WHAT: “XQ Super School Live,” a TV broadcast about innovative U.S. schools including Grand Rapids Public Museum School
WHEN: 8 p.m. EST Friday, Sept. 8 WHERE: ABC, CBS, NBC and FOX |
A viewing party of local educators and partners will be held in the Roger B. Chaffee Planetarium of the Van Andel Museum Center, home to the Museum School. The school this year enrolls 180 students in grades 6-8, and will expand next year to ninth grade at the old museum building at 54 Jefferson Ave. SE, adding a grade each year until it is a full high school.
Although they aren’t sure how much of the Grand Rapids school will be featured on the TV special, which reportedly will include stars such as Tom Hanks and Samuel L. Jackson, educators are excited about the exposure it will bring.
“It’s good for everybody – the school, the museum, Grand Rapids, West Michigan – good for the whole state,” said Dale Robertson, president and CEO of the Grand Rapids Public Museum. “It’s pretty cool.”
Historic Museum Mission Expands
Robertson said the Museum School advances the Public Museum’s historic mission as an educational institution for the community, in conjunction with partners including the city, Grand Valley State University and Kendall College of Art and Design. Students are able to access fossils, pieces of cultural history and other items among the museum’s 250,000-plus artifacts. Officials want to create lesson plans and units around those artifacts that can be shared with schools throughout Kent ISD, Robertson said.

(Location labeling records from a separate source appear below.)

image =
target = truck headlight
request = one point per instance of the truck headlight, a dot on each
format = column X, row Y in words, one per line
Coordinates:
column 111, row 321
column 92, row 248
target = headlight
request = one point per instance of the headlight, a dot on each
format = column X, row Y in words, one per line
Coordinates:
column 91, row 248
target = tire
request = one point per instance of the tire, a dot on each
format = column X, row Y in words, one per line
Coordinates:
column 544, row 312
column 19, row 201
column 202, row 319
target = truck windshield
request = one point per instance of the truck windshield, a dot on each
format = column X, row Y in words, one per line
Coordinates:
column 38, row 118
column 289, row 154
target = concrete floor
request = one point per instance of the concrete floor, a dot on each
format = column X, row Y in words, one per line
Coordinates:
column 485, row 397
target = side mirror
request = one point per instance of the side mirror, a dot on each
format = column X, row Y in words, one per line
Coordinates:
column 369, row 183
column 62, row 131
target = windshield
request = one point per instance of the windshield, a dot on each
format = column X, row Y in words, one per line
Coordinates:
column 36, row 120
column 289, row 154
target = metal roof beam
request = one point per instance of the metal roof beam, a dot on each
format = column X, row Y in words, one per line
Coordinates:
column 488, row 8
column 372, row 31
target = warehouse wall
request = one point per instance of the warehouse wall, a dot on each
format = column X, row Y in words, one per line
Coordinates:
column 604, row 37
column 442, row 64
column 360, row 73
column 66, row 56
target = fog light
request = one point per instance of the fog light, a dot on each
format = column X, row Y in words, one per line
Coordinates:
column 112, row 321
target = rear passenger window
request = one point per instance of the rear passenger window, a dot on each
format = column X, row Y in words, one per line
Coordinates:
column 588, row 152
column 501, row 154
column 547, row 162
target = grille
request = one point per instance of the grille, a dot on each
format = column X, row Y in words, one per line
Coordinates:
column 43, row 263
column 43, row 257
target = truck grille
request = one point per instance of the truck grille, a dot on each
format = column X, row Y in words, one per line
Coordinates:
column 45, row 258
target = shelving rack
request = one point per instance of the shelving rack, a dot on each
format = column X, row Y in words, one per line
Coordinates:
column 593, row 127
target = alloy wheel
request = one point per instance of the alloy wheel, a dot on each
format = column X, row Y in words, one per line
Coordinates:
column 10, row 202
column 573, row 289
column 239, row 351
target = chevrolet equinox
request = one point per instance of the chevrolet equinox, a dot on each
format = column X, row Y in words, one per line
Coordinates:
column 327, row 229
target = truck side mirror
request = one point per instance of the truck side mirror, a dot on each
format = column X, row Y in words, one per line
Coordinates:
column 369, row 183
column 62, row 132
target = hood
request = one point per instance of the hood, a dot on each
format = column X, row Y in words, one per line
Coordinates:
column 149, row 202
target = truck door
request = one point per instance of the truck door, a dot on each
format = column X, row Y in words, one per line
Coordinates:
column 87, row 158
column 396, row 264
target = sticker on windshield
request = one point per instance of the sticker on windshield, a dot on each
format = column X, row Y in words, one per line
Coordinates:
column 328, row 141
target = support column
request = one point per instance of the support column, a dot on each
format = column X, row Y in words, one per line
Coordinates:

“Ninety percent of our collections were donated over 152 years by the people of West Michigan,” including missionaries and world travelers who brought items from abroad, he said. “They donated to have an impact, to tell a story, to deliver a message and have it shared with the community.”
The Museum School, he said, is “a fulfilling of the promise we made when we accepted those artifacts and donations, that they be shared and utilized.”
GRPS Superintendent Teresa Weatherall Neal said she’s grateful to the community partners that made Museum School possible, and launched it onto the national stage.
“It was such a natural partnership,” Neal said. “We couldn’t even have done it with just GRPS.”
Students are excited to have their school show up on national TV, although they’ve gotten used to “always having cameras in your faces,” joked eighth-grader Brooklyn Sykes.
“It’s not every day you go to a school and it’s on TV,” said seventh-grader Zeke DeBlaay, who would like the show to have an impact. “I just hope people start to change the way high school works, and school in general works.”